Photo credit: Pablo Silber. Welcome Swallow perched, July 2021
Another delightful contribution from the Bird Nerd.
Walking across a freshly mown stretch of Kurilpa grassland close to the river’s edge, a swoop of Welcome Swallows follows tightly behind me in formation. Suddenly, they break and start drawing circles, boxes and figures of eight around me as my footsteps throw up insects from the fragrant green. This small, agile bird eats its body weight in flies, gnats and mosquitoes every day: an average of 850 insects per swallow. That is very welcome.
Easy to miss unless they are flitting low and fast over parklands, or in the mid sky above a particularly neglected or well-managed organic yard, the only thing that gives their presence away is the sharp calls they emit when they are circling acrobatically, tearing up the sky to hunt food. Their backs are a dark blueish-black, their bellies are pale grey, and their foreheads, face and throat are chestnut orange. They have a deeply forked tail with white-streaked edges, with which they cut sharp corners. It is a hoon of a bird, without the engine thrash.

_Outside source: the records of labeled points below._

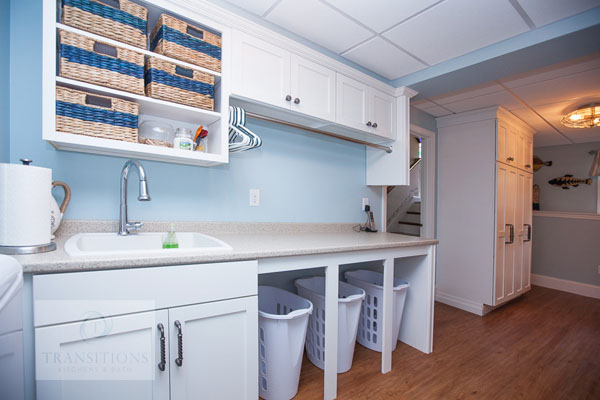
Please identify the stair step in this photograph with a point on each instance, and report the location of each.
(410, 223)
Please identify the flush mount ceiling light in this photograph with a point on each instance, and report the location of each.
(587, 116)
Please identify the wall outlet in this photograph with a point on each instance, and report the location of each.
(365, 202)
(254, 197)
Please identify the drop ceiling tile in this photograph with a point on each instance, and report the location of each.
(468, 93)
(543, 12)
(502, 98)
(581, 87)
(319, 23)
(453, 28)
(554, 71)
(380, 15)
(548, 139)
(258, 7)
(384, 58)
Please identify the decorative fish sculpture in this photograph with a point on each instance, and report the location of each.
(567, 180)
(538, 163)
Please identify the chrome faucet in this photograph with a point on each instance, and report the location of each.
(124, 224)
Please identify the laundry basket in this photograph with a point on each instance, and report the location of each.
(282, 321)
(369, 328)
(349, 302)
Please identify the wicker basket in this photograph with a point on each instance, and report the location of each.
(95, 62)
(182, 41)
(171, 82)
(126, 22)
(88, 114)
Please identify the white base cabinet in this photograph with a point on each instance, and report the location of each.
(186, 351)
(484, 220)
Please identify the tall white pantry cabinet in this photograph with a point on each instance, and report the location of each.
(484, 208)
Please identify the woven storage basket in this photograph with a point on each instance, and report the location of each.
(182, 41)
(88, 114)
(126, 22)
(171, 82)
(95, 62)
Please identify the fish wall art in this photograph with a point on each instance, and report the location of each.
(538, 163)
(568, 180)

When soil is disturbed, such as when the West End State School was being expanded, flocks of in excess of 100 birds can be seen hanging out on a wire, resting between feeds. There is a pair at the back of Montague Markets zooming around the delivery trucks. These birds also feed over water. Take a ferry, and you will find remnant nests on every City Cat pontoon. They have adapted very successfully to life in the urban jungle. Certain swallow couples will even ride the ferry around the peninsula to find a better feeding ground and then get off at the stop where their nest is with a mouth full of bugs for their nestlings.
Nesting season is late spring to summer. Their mud cup nests are iconic. Kookaburras will raid them for the nestlings if they aren’t well hidden, but luckily, the many nooks and crannies of the ferry pontoons allow for successful annual breeding.
In Europe, one swallow does not make a summer, but we are lucky enough to share our days with these birds year-round.